President Shouqi Yuan first expressed his gratitude to the leader of the Ministry of Science and Technology and experts who have long supported and cared about the development of Jiangsu University. He welcomed all leaders, experts, and scholars participating in the symposium and introduced the development status of Jiangsu University in recent years. President Shouqi Yuan hoped to take this symposium as an opportunity to establish extensive academic ties and profound academic friendships with experts to further expand the development field of food physical processing of our university. Director Jingdun Jia from the Rural Center of the Ministry of Science and Technology indicated that the symposium would promote academic exchanges in the field of food physical processing and relevant equipment. He also suggested establishing a long-term exchange form in this field, especially to increase the screening of key technologies, promote the development of industrialization, and turn it into economic power. In the speech of the chairman Suhe Meng of the Chinses Institute of Food Science and Technology, she first affirmed the persistence of the School of Food Science and Biological Engineering of Jiangsu University in the field of food processing equipment for many years and also pointed out that the attention should be paid to the cross-development of different disciplines, as well as the cross-development of universities and enterprises.
At the symposium, academician Beiwei Zhu from Dalian University of Technology, professor Shuo Wang from Tianjin University of Science and Technology, researchor Hong Zhang from the Institute of Food Science and Technology CAAS, professor Xin’an Zheng from the South China University of Technology, professors Yankun Peng and Xiaojun Liao from the China Agricultural University, professors Ruijin Yang and Jian Mao from Jiangnan University, professors Haile Ma, Xingyi Huang, and Jianrong Cai from Jiangsu University, senior engineer Baoying Liu from Meyer Photoelectric Technology Co. Ltd., professor Wei Liu from Nanchang University, and professor Hongxun Wang from Wuhan Polytechnic University made keynote speeches on the innovation of food physical processing technology, changes of molecular structure under food physical processing, the development status ang trend of food industry boosted by food physical processing technology, industrialization of preservation technology of electric field treated foodstuffs in Japan, equipment industrialization of rapid non-destructive detective technology, industrialization of wine electromagnetic-assisted aging technology and equipment, technical development and industrial application of food color sorter, industrialization of rice wine ultrasound-assisted fermentation technology, and continuous microwave enzyme inactivation and its industrial application. The second annual conference focused on the fundamental theory, method establishment, equipment development, and research change in the advancement of industrialization in the field of food physical processing, as well as the development trend of food physical processing at home and abroad.
At the end of the thematic reports, the participated experts visited the laboratory of the School of Food Science and Biological Engineering with great interest in the accompanying of professors Haile Ma and Xiaobo Zou.

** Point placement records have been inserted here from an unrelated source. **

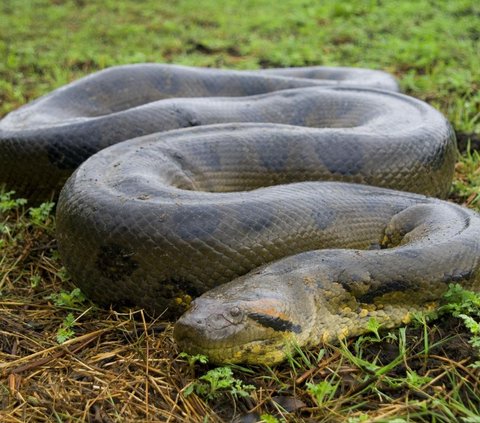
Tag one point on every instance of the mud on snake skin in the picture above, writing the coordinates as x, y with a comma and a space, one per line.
269, 192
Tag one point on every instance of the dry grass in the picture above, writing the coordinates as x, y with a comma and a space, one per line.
125, 367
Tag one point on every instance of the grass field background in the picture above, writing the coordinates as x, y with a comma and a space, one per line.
116, 367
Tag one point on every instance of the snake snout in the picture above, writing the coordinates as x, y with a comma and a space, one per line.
208, 323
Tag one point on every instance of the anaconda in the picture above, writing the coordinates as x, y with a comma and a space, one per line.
159, 219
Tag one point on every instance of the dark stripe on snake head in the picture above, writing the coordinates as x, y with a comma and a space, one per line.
276, 323
384, 288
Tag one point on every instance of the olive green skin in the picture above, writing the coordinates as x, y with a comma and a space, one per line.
158, 220
44, 141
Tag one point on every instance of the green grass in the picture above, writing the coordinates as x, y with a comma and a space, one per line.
119, 366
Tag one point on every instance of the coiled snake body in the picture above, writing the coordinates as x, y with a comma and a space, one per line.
166, 216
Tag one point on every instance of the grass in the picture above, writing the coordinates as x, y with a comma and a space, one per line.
63, 359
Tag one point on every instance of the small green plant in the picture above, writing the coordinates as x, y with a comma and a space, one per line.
72, 299
465, 305
374, 326
323, 391
8, 203
216, 382
268, 418
41, 215
66, 331
35, 280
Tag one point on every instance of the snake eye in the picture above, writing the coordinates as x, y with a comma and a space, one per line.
235, 314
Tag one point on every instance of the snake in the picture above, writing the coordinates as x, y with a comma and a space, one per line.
271, 210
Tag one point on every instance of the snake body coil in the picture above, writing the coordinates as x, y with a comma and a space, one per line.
164, 217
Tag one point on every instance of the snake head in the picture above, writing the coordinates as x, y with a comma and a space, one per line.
245, 321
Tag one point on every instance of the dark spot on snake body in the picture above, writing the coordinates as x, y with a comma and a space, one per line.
457, 276
382, 289
115, 262
276, 323
255, 219
273, 156
195, 222
410, 253
323, 217
342, 157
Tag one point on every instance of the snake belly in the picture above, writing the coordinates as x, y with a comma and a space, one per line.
164, 217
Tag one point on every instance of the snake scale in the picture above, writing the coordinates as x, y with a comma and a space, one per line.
269, 192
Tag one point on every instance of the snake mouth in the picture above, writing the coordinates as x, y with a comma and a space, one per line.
233, 333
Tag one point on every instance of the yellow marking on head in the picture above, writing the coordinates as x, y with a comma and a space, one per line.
363, 313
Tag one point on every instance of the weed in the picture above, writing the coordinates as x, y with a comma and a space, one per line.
465, 305
72, 299
66, 330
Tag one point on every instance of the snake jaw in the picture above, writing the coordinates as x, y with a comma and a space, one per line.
246, 331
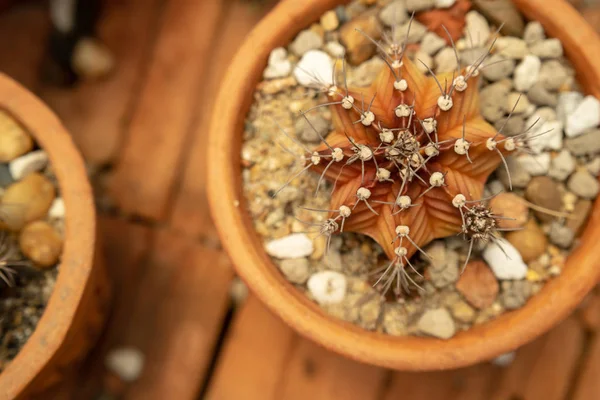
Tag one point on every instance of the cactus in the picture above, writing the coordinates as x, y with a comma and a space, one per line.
408, 159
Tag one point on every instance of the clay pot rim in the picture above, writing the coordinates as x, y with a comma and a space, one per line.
80, 233
511, 330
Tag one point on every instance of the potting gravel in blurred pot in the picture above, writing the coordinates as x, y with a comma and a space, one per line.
53, 291
412, 183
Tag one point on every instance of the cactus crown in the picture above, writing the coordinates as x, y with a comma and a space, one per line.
408, 158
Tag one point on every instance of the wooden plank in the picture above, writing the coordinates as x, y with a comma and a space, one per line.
96, 113
187, 318
190, 212
316, 373
588, 384
155, 142
23, 30
254, 356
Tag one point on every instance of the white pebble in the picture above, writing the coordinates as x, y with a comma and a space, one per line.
477, 29
505, 260
584, 117
57, 209
315, 67
527, 73
31, 162
279, 66
535, 165
296, 245
327, 287
126, 362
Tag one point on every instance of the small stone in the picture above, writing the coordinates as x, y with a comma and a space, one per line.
511, 126
511, 206
561, 235
327, 287
584, 117
41, 244
504, 260
437, 323
462, 312
527, 73
477, 28
330, 21
305, 41
562, 166
296, 245
548, 48
541, 96
583, 184
14, 141
498, 67
432, 43
419, 5
295, 269
335, 49
394, 13
443, 269
502, 12
511, 47
579, 216
553, 75
544, 192
535, 165
28, 200
515, 294
478, 284
360, 48
278, 66
530, 242
416, 33
567, 103
519, 178
534, 32
57, 209
517, 103
126, 362
310, 131
445, 60
314, 64
22, 166
492, 101
588, 143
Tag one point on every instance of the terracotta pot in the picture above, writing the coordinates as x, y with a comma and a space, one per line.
557, 299
74, 314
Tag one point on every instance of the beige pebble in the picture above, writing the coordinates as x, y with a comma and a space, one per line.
40, 243
14, 141
27, 200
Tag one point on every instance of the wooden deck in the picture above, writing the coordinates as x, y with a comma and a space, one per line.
145, 130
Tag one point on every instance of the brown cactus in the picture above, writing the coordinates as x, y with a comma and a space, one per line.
408, 159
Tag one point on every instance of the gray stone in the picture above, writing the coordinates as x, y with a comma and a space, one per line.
394, 13
305, 41
541, 96
534, 32
553, 75
562, 166
498, 67
583, 184
310, 131
492, 99
561, 235
437, 323
585, 144
548, 48
295, 270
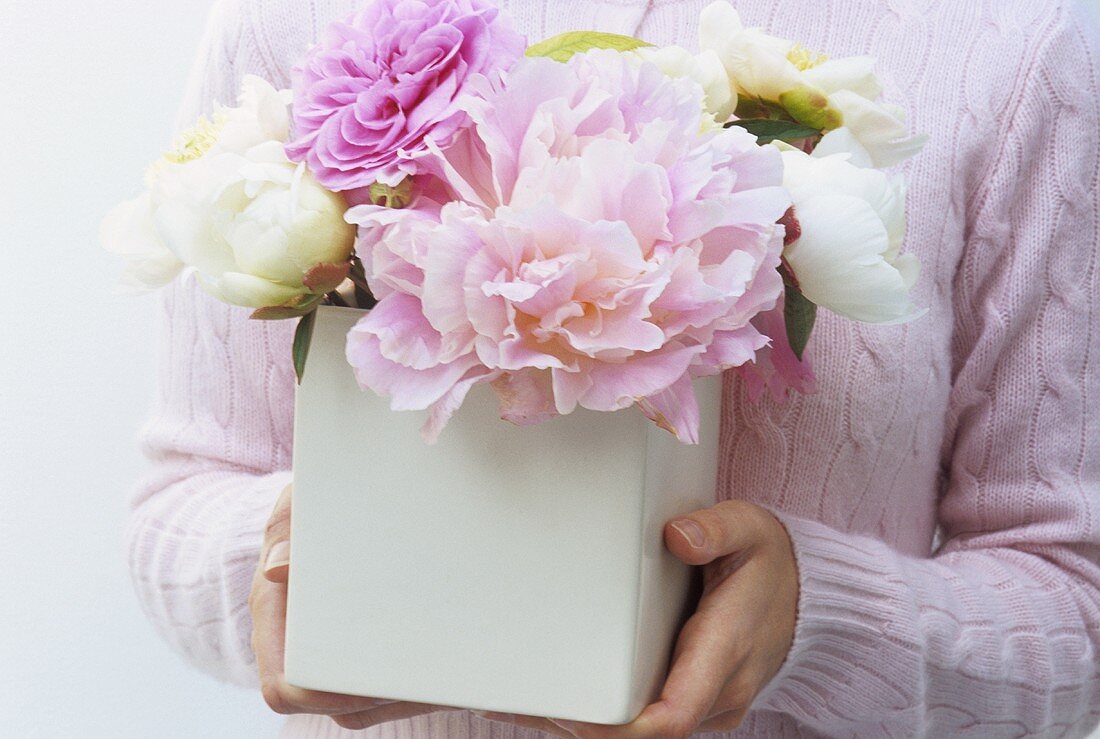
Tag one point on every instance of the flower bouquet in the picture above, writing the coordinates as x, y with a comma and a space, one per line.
471, 229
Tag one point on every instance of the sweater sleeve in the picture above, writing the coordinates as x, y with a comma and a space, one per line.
997, 633
219, 440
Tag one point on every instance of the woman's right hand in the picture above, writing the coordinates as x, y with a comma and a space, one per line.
267, 604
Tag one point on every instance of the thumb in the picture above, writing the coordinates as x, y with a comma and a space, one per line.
275, 555
704, 536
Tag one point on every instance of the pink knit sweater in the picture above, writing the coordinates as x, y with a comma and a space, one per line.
943, 487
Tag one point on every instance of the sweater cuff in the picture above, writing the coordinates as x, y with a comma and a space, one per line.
849, 660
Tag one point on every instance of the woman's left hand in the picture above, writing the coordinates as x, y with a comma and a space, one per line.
738, 637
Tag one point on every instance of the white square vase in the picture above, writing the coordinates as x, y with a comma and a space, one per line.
507, 569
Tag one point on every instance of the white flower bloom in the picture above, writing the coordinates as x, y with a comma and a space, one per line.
829, 95
705, 68
853, 222
229, 207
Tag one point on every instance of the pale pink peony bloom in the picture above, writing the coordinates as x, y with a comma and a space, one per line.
596, 242
777, 371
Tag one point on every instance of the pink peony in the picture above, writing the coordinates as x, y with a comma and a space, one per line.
385, 83
597, 244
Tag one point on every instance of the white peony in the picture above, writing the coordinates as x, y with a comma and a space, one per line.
853, 222
229, 207
705, 68
836, 96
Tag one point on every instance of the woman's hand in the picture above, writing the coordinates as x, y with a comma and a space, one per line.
738, 637
267, 604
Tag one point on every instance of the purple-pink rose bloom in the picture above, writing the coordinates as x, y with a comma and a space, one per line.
602, 244
385, 81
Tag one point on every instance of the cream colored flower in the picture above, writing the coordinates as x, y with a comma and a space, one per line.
228, 206
705, 68
848, 257
831, 95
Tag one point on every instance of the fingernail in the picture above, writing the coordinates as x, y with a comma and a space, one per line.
278, 555
493, 716
569, 726
692, 531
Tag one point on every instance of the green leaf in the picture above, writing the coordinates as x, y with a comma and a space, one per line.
561, 47
799, 315
303, 337
767, 130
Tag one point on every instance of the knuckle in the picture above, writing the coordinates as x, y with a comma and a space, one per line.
350, 721
276, 527
276, 698
677, 725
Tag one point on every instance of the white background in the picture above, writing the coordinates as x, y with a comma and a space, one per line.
88, 96
88, 91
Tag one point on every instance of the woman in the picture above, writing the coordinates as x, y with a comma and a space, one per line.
913, 550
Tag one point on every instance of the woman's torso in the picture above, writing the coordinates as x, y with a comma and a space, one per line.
865, 453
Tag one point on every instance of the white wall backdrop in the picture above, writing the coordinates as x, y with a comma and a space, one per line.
88, 90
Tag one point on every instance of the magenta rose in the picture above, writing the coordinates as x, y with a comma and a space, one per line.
385, 81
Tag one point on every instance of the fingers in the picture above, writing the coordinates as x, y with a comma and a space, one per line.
536, 723
267, 604
275, 555
392, 712
704, 536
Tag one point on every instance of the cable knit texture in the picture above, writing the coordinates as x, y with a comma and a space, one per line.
943, 487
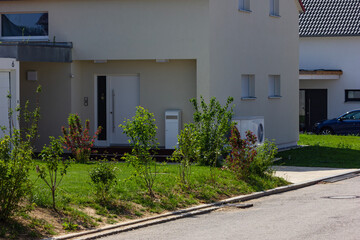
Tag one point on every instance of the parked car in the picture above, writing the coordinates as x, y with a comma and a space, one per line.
348, 123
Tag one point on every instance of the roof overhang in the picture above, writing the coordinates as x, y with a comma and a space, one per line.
37, 51
300, 6
320, 74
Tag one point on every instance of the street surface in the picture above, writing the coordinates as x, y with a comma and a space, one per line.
303, 214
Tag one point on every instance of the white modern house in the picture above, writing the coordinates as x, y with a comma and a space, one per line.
100, 59
329, 59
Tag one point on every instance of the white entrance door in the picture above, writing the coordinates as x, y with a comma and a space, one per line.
124, 98
4, 101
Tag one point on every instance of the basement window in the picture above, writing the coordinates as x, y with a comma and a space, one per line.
352, 95
248, 87
244, 5
25, 26
274, 86
274, 8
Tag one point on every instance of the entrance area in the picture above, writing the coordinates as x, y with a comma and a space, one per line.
4, 100
117, 99
313, 107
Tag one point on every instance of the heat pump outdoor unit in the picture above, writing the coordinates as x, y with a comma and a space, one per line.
172, 128
252, 123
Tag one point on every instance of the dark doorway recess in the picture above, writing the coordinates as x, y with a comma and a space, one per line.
101, 99
313, 107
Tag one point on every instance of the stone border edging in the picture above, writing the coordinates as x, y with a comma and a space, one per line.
201, 209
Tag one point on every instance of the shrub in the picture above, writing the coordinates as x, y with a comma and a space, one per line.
243, 153
15, 163
264, 159
184, 153
103, 178
77, 139
16, 159
55, 166
142, 133
212, 125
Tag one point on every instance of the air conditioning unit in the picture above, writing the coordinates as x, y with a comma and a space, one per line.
253, 124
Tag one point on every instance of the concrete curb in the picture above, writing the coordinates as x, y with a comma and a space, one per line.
200, 209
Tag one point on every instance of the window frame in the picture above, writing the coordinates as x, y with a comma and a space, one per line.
274, 82
347, 99
23, 38
244, 6
248, 82
274, 10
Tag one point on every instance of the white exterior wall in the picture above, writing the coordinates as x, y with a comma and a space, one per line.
255, 43
129, 29
341, 53
224, 42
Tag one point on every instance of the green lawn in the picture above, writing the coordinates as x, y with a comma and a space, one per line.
76, 195
324, 151
76, 187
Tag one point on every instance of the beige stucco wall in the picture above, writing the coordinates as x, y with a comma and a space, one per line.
128, 29
255, 43
223, 43
54, 100
162, 86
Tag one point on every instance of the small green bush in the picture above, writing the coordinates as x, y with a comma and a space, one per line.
103, 178
77, 139
16, 159
55, 166
15, 163
142, 133
185, 154
243, 153
212, 123
264, 159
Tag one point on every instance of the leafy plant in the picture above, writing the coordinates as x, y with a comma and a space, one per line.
243, 153
55, 166
78, 139
264, 159
103, 178
68, 225
142, 133
184, 153
212, 124
16, 159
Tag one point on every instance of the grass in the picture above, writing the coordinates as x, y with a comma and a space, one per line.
324, 151
129, 200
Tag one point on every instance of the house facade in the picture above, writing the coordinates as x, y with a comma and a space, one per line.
329, 60
100, 59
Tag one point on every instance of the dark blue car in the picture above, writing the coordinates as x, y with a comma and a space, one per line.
348, 123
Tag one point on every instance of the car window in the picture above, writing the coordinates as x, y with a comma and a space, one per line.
352, 116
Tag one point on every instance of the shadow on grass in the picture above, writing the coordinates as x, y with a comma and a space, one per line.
317, 156
14, 229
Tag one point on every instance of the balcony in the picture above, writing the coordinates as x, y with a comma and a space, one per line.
37, 51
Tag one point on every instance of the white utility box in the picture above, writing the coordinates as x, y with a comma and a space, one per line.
252, 123
172, 128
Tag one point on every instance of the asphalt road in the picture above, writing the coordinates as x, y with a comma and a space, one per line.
304, 214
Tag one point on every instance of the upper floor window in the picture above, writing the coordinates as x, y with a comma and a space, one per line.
274, 86
26, 26
248, 86
274, 8
244, 5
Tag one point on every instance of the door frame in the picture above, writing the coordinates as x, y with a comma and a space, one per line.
307, 116
107, 142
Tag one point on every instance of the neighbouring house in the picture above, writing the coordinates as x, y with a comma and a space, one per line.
329, 60
100, 59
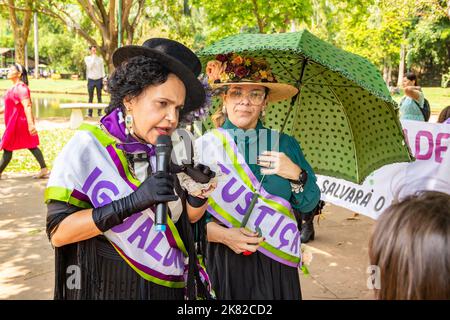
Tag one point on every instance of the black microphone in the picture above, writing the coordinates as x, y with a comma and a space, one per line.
163, 153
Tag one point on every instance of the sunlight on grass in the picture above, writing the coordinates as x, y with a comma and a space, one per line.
439, 98
51, 143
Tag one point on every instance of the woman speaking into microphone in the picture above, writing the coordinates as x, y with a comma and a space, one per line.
103, 192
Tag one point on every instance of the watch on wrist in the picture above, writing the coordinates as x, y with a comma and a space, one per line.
297, 185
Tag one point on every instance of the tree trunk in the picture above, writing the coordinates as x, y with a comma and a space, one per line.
21, 29
259, 20
103, 16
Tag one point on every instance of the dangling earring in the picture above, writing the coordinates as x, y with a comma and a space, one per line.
263, 115
129, 124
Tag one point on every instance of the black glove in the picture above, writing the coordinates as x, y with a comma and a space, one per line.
155, 189
199, 173
196, 202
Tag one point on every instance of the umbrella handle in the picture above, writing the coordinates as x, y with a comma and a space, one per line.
246, 252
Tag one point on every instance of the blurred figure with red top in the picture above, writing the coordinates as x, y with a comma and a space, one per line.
20, 130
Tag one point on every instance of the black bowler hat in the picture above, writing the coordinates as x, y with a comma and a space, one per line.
177, 58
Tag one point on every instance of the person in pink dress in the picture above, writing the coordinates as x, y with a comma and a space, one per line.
20, 130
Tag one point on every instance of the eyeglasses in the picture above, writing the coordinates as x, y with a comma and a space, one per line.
255, 97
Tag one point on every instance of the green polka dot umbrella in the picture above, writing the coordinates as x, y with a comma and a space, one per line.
343, 117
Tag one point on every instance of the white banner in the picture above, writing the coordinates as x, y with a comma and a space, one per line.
430, 145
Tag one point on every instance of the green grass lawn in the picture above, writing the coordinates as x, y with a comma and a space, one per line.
51, 144
438, 97
49, 85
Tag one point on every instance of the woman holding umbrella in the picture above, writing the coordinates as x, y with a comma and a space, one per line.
260, 168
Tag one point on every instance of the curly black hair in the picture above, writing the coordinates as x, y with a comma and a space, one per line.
132, 77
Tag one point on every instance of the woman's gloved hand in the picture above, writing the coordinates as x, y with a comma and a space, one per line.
155, 189
199, 173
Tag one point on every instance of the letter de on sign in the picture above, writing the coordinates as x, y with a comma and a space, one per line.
429, 144
441, 146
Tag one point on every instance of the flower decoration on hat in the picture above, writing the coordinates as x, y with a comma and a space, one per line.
232, 67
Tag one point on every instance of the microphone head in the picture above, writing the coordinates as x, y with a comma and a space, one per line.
163, 142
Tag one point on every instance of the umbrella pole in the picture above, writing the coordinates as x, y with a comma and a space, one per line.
294, 98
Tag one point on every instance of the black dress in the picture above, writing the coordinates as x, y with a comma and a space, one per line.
233, 275
104, 275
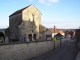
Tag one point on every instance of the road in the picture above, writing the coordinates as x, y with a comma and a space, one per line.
68, 51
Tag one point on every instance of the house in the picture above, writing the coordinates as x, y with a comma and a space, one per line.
26, 24
51, 32
61, 32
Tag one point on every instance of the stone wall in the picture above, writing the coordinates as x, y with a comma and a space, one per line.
26, 51
13, 25
33, 17
42, 32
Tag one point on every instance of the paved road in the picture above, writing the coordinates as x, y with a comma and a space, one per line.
68, 51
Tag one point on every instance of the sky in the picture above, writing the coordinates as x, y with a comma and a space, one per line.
63, 14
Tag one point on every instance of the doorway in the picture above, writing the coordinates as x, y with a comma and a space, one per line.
30, 37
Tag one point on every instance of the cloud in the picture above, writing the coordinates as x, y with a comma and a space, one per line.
53, 0
31, 0
48, 4
42, 1
15, 2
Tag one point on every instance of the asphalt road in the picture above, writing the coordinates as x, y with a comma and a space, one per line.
68, 51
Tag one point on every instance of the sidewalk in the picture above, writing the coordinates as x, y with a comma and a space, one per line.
78, 56
67, 51
47, 54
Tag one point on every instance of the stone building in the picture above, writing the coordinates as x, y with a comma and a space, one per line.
26, 24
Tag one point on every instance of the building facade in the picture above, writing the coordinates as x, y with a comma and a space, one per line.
25, 24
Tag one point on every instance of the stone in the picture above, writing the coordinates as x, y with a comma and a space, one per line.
6, 40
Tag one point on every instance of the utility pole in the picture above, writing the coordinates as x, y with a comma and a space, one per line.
54, 36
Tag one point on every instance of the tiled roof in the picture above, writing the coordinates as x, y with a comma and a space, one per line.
53, 30
19, 11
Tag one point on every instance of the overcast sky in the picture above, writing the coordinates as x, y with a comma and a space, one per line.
59, 13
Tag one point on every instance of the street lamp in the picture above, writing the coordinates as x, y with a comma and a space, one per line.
54, 36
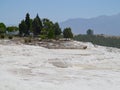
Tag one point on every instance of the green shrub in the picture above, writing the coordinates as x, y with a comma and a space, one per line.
10, 37
27, 40
2, 36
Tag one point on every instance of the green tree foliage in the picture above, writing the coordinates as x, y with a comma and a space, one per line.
12, 28
57, 30
22, 28
2, 28
67, 33
37, 26
48, 28
90, 32
27, 21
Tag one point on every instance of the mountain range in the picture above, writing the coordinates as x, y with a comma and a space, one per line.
109, 25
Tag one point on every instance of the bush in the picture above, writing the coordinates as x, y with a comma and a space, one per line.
10, 37
27, 40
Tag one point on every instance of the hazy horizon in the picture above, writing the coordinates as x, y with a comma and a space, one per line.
12, 11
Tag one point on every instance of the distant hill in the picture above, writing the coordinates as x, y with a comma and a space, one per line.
109, 25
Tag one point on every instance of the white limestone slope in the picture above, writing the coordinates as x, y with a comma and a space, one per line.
24, 67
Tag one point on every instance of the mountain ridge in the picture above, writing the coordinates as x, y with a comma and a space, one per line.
103, 24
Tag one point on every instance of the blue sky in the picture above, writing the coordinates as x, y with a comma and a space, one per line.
13, 11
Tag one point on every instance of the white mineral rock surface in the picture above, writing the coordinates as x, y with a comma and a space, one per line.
25, 67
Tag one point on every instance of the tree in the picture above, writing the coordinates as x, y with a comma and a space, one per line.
2, 28
57, 30
27, 21
90, 32
22, 28
67, 33
48, 28
37, 26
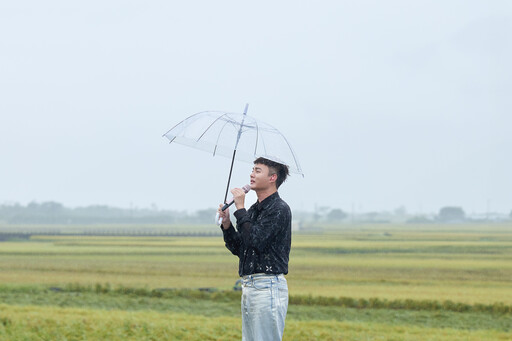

After visiting the laboratory, the participating experts had a lively discussion on the development of food physical processing and reached a high degree of agreement on the fundamental research and industrialization development in the field of food physical processing and equipment. Professor Haile Ma expressed his sincere gratitude to the experts and hoped to receive the care, support, and guidance of the experts and the Rural Center of the Ministry of Science and Technology. The Innovative Symposium on Food Physical Processing Technology ended successfully in a warm atmosphere.